As we enter 2024, Israel’s indiscriminate bombing of Gaza persists and global calls demanding justice for Palestinians remain as loud as ever. Since the Hamas attack on Israel on October 7, Israel has launched an ongoing intensive military assault on Gaza, the West Bank, and surrounding nations such as Lebanon and Syria. Most world leaders have “expressed concerns” about the ongoing Israeli bombardment of Gaza, which has killed over 22,000 Palestinians at the time of writing, and called for an immediate ceasefire. However, South Africa has become the first country to take legal action against Israel. On December 29, South Africa filed a genocide case against Israel at the International Court of Justice (ICJ). According to the ICJ, South Africa has accused Israel of violating its obligations to the Genocide Convention and attests that Israel’s actions are genocidal with intent to ethnically cleanse Palestinians in Gaza. As of recently, Palestinians are fleeing to the southernmost parts of Gaza to escape Israel’s incursions into the central Gaza strip.
The 1948 Genocide Convention was drafted in response to the Holocaust and criminalized the entire or partial destruction of a people. Article II defines genocide as actions committed with the “intent to destroy, either in whole or in part, a national, ethnic, racial, or religious group.” South Africa contends that Israel has violated the obligations made at the Convention, ratified by 153 states, and submitted an application to the ICJ to open a case against Israel. South Africa has requested for the court to commit to implementing provisional or short-term efforts to bring Israel’s military campaign in Gaza to a halt and to protect the human rights of Palestinians. Since then, the Palestinian Foreign Ministry has endorsed South Africa’s suit and echoed that the ICJ must “call on Israel, the occupying power, to halt its onslaught.” Malaysia has also recently expressed its support for South Africa’s case. South Africa’s suit at the ICJ requires the UN to make a ruling concerning Israel’s accountability in the plight of the Palestinian people. Given that both South Africa and Israel are members of the UN and honour-bound by the court, this is a significant development for the futures of Palestinians in Gaza. South African government lawyers will plead their case on January 11 and 12.
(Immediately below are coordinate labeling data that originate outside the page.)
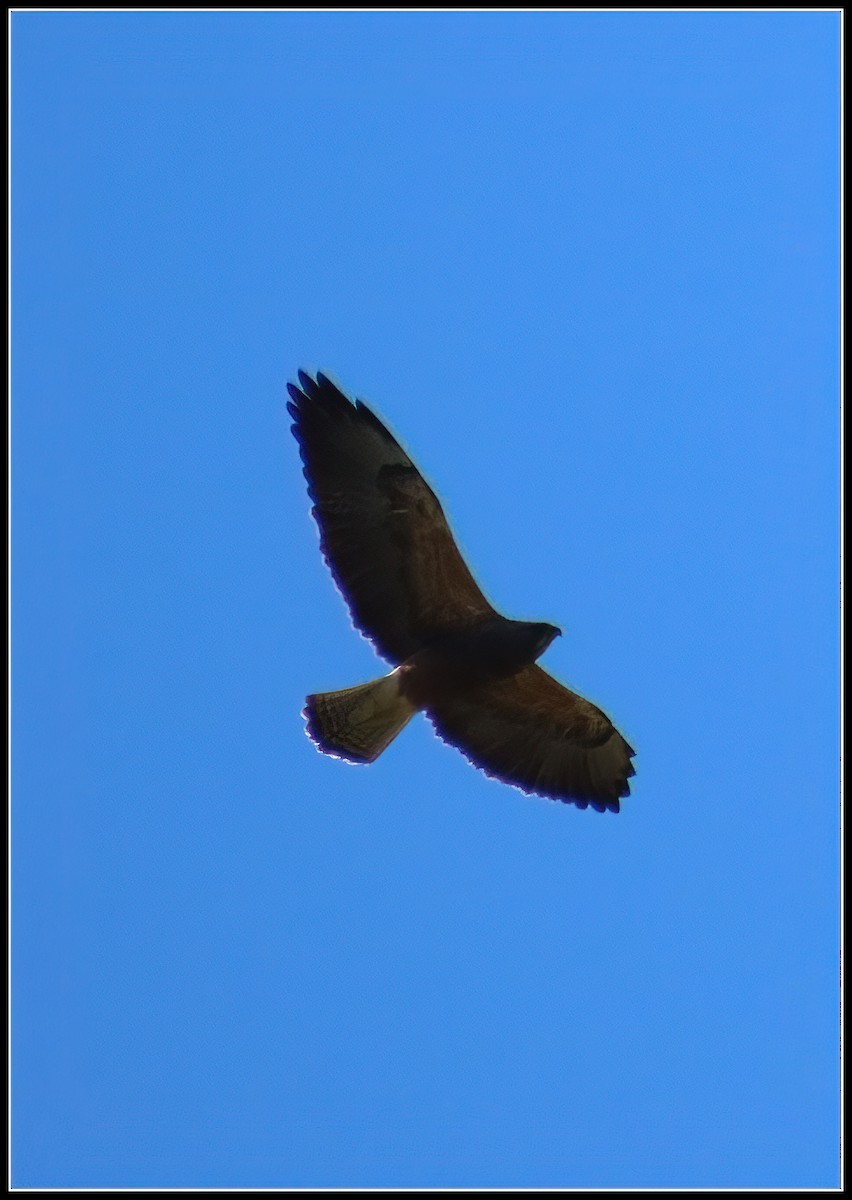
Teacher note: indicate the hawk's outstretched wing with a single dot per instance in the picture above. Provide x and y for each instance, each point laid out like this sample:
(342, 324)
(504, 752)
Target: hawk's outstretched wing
(533, 732)
(382, 529)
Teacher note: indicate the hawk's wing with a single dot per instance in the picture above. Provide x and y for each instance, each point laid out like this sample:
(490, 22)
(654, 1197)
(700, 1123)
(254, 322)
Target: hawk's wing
(382, 529)
(534, 733)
Israel, however, has responded to South Africa’s suit with outrage. According to Eylon Levy, an Israeli government spokesman, Israel plans to fight the case “to dispel South Africa’s absurd blood libel.” Instead, Israel blames Hamas for using Palestinians as “human shields’’ and contends that Israel is doing all it can to limit harm to innocent civilians. However, over 22,000 Palestinians, the majority of whom are civilians and more than 40 percent of whom are children, have been killed in Israeli airstrikes. Israel’s claim that it is preventing civilian harm sharply conflicts with its claim that the war will not cease until Hamas is destroyed.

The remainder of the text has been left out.